"I can no longer think what I want to think. My
thoughts have been replaced by moving images."
(Alexander Duhamel, 1930)
We've seen half this country but it's all been air-
conditioned, rolling by through tinted glass.
// Ever am I realizing how thickly the byte is in my
blood, crawling under my skin and digging like a
chigger. If I was a Luddite, I'd have to learn to live
without myself. If I was a Luddite, I'd try to destroy
myself. Where will people like me fit into the world of
Small Is Beautiful? //
Just another place in my thought-space where the idea
goes down more easily than the instantiation.

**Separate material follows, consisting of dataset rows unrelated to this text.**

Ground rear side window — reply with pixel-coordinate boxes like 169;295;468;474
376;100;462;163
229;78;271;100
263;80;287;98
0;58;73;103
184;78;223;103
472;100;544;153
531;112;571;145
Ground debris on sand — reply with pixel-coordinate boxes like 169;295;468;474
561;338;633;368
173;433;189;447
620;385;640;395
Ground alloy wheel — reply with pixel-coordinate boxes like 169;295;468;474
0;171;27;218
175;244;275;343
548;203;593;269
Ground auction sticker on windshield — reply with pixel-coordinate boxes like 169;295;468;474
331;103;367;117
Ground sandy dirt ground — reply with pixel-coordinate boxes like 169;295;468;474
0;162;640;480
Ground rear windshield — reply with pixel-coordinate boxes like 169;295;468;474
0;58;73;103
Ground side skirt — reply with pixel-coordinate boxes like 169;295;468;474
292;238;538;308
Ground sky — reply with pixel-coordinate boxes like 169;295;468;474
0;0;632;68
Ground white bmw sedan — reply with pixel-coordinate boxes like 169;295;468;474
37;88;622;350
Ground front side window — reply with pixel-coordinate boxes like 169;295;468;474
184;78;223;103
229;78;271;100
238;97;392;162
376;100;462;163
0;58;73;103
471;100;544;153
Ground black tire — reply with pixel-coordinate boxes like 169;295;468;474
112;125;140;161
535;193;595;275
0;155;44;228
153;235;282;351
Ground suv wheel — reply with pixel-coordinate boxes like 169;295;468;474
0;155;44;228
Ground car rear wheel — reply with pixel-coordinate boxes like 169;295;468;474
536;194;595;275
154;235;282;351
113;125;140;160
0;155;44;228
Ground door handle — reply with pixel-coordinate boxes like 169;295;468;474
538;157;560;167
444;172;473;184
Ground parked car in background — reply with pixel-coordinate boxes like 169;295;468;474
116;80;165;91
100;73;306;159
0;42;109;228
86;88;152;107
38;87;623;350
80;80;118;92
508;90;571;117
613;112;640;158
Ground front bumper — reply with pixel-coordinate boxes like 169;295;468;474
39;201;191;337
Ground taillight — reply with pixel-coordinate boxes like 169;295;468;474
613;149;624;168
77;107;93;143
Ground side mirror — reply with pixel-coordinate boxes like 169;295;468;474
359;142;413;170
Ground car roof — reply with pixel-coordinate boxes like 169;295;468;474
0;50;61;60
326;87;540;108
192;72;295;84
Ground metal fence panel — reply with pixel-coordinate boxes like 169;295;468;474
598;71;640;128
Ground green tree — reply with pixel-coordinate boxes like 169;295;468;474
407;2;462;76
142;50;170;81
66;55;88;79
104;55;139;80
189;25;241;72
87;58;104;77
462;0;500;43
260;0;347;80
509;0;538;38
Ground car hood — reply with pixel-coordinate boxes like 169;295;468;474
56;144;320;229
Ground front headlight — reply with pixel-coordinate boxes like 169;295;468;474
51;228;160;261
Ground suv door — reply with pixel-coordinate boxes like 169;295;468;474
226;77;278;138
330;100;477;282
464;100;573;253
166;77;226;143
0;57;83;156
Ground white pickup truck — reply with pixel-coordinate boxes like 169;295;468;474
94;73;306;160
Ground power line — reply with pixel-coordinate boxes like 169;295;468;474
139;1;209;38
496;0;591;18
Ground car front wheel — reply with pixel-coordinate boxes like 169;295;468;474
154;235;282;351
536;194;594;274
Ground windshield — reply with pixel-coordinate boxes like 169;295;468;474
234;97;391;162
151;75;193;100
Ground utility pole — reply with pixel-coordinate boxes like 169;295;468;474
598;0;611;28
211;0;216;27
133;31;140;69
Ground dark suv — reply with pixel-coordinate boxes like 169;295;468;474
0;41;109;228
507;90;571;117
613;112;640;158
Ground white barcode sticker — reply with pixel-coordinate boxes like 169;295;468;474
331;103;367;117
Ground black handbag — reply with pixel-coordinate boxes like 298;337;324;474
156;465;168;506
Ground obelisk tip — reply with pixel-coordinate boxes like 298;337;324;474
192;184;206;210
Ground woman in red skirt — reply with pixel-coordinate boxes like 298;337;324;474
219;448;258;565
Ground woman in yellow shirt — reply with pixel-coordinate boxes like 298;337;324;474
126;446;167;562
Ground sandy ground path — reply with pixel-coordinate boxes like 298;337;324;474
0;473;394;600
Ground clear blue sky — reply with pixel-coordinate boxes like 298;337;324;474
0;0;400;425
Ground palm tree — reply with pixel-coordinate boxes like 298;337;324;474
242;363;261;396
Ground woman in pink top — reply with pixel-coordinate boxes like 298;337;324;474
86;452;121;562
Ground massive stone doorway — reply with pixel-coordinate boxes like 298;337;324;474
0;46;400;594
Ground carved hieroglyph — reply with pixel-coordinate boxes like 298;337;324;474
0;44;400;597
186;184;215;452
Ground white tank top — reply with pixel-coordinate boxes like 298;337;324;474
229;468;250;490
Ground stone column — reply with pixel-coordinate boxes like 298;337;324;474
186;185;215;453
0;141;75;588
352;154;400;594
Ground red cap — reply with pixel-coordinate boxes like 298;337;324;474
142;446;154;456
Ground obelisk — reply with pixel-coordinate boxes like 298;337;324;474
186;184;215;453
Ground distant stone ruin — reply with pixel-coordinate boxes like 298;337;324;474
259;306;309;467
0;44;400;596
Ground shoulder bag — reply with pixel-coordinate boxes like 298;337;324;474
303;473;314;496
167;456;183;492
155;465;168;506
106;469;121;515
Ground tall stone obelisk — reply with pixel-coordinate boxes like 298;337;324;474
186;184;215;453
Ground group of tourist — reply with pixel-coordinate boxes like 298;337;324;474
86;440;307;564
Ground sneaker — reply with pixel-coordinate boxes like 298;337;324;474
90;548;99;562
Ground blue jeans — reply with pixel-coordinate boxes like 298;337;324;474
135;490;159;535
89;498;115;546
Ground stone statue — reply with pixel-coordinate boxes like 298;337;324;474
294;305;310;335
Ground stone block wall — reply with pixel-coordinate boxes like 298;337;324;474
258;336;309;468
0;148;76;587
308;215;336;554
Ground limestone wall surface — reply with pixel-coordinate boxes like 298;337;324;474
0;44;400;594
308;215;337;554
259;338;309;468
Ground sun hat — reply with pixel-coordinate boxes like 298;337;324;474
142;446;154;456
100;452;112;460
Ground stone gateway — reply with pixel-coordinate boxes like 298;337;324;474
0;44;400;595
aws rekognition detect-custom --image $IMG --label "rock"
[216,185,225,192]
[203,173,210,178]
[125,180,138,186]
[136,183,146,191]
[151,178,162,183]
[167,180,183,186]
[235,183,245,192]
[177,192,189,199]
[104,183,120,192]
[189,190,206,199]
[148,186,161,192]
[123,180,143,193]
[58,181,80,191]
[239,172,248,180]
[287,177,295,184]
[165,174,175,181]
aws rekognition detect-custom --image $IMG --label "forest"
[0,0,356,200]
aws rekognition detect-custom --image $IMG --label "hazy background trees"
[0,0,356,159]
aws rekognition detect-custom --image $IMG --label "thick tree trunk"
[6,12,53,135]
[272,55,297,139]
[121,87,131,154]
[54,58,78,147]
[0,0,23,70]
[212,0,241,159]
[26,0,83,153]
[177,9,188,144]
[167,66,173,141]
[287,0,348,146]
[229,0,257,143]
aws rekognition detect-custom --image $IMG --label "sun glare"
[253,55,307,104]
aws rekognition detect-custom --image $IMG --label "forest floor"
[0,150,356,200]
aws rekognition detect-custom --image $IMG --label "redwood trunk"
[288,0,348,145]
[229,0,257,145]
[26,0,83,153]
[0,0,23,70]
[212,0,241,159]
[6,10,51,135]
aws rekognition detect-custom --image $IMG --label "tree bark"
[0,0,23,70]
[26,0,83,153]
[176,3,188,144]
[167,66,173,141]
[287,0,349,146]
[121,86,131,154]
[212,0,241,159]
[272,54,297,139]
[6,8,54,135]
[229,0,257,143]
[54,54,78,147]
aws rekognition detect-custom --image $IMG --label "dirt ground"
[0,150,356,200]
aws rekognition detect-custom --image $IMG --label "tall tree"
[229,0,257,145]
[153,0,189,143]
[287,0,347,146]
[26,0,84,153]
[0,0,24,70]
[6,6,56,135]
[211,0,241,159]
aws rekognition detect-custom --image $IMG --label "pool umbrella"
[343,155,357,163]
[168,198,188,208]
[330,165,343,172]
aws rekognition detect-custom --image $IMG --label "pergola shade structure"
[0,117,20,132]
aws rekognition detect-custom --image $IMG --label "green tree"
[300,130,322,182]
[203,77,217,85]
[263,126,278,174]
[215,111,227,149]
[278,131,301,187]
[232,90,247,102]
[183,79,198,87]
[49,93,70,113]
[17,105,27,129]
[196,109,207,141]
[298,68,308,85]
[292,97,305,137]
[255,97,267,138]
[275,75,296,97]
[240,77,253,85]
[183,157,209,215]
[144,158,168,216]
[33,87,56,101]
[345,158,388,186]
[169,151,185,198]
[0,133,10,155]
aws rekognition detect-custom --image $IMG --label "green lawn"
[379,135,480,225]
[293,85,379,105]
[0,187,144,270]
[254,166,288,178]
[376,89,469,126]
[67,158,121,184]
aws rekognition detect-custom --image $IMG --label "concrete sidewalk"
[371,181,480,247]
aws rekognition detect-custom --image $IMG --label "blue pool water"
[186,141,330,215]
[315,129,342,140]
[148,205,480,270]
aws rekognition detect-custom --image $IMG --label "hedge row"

I can talk the talk, yeah I can get excited, but if I'm
really honest with myself I'll see that the times when
I am truly happy, when the excitement is bubbling and
overflowing, these times are few and far between and
happen almost exclusively alone with my computer in the
middle of the night.
// Ever am I realizing how thickly the byte is in my
blood, crawling under my skin and digging like a
chigger. If I was a Luddite, I'd have to learn to live
without myself. If I was a Luddite, I'd try to destroy
myself. Where will people like me fit in the world of
Small Is Beautiful, yeah where will i fit in WHERE WILL
I FIT IN //
I ask myself "What makes me truly happy?", and the
half-answer I get are suspect.
I can't tell how much is "I can make a convincing
argument for why this should make me happy", and how
much is "This really makes me happy!"
What really makes me happy?
I've been working on a computer program to tell us what
is beautiful.
I think it's time to pull the plug...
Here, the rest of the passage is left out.